Figure 4 HPL Performance on the PowerEdge R750xa server with A100 GPU and PowerEdge C4140 server with V100 GPU
Figure 5 Power use of the HPL running on NVIDIA GPUs
From Figure 4 and Figure 5, the following results were observed:
- Performance—For GPU count, the NVIDIA A100 GPU demonstrates twice the performance of the NVIDIA V100 GPU. Higher memory size, double precision FLOPS, and a newer architecture contribute to the improvement for the NVIDIA A100 GPU.
- Scalability—The PowerEdge R750xa server with four NVIDIA A100-PCIe-40 GB GPUs delivers 3.6 times higher HPL performance compared to one NVIDIA A100-PCIE-40 GB GPU. The NVIDIA A100 GPUs scale well inside the PowerEdge R750xa server for the HPL benchmark.
- Higher Rpeak—The HPL code on NVIDIA A100 GPUs uses the new double-precision Tensor cores. The theoretical peak for each GPU is 19.5 TFlops, as opposed to 9.7 TFlops.
- Power—Figure 5 shows power consumption of a complete HPL run with the PowerEdge R750xa server using four A100-PCIe GPUs. This result was measured with iDRAC commands, and the peak power consumption was observed as 2022 Watts.

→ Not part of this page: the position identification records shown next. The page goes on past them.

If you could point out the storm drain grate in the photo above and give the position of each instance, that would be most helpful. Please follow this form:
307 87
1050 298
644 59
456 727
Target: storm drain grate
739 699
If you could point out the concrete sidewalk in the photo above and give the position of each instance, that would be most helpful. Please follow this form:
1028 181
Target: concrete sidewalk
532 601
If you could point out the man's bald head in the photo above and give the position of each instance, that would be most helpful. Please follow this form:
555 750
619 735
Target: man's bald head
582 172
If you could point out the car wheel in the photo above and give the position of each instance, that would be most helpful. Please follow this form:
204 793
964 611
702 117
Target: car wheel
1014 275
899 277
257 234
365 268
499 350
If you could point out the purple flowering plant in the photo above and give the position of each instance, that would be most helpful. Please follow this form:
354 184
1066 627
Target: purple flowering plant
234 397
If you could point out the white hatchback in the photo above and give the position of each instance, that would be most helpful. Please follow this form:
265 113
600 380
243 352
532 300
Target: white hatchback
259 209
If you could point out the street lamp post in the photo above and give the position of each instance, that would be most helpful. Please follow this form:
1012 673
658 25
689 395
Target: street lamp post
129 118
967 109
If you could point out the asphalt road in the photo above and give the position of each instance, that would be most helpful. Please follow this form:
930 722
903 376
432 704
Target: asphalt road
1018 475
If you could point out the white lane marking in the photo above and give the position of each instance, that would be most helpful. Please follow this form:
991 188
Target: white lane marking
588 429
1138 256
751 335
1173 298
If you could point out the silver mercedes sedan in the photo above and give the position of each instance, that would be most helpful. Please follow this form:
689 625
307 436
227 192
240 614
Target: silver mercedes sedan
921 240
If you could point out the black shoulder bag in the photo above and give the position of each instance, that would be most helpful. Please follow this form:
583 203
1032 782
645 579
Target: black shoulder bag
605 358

Based on our previous observations, we know that the PowerEdge C4140 server consumes approximately 1800 W of power.
HPCG
Figure 6 Scaling GPU performance data for HPCG Benchmark
As discussed in other blogs, high performance conjugate gradient (HPCG) is another standard benchmark to test data access patterns of sparse matrix calculations. From the graph, we see that the HPCG benchmark scales well with this benchmark resulting in 1.6 times performance improvement over the previous generation PowerEdge C4140 server with an NVIDIA V100 GPU.
The 72 percent improvement in memory bandwidth of the NVIDIA A100 GPU over the NVIDIA V100 GPU contributes to the performance improvement.
Conclusion
In this blog, we introduced the latest generation PowerEdge R750xa platform and discussed the performance improvement over the previous generation PowerEdge C4140 server. The PowerEdge R750xa server is a good option for customers looking for an Intel Xeon scalable CPU-based platform powered with NVIDIA GPUs.
With the newer generation PowerEdge R750xa server and NVIDIA A100 GPUs, the applications discussed in this blog show significant performance improvement.
Next steps
In future blogs, we plan to evaluate NVLINK bridge support, which is another important feature of the PowerEdge R750xa server and NVIDIA A100 GPUs.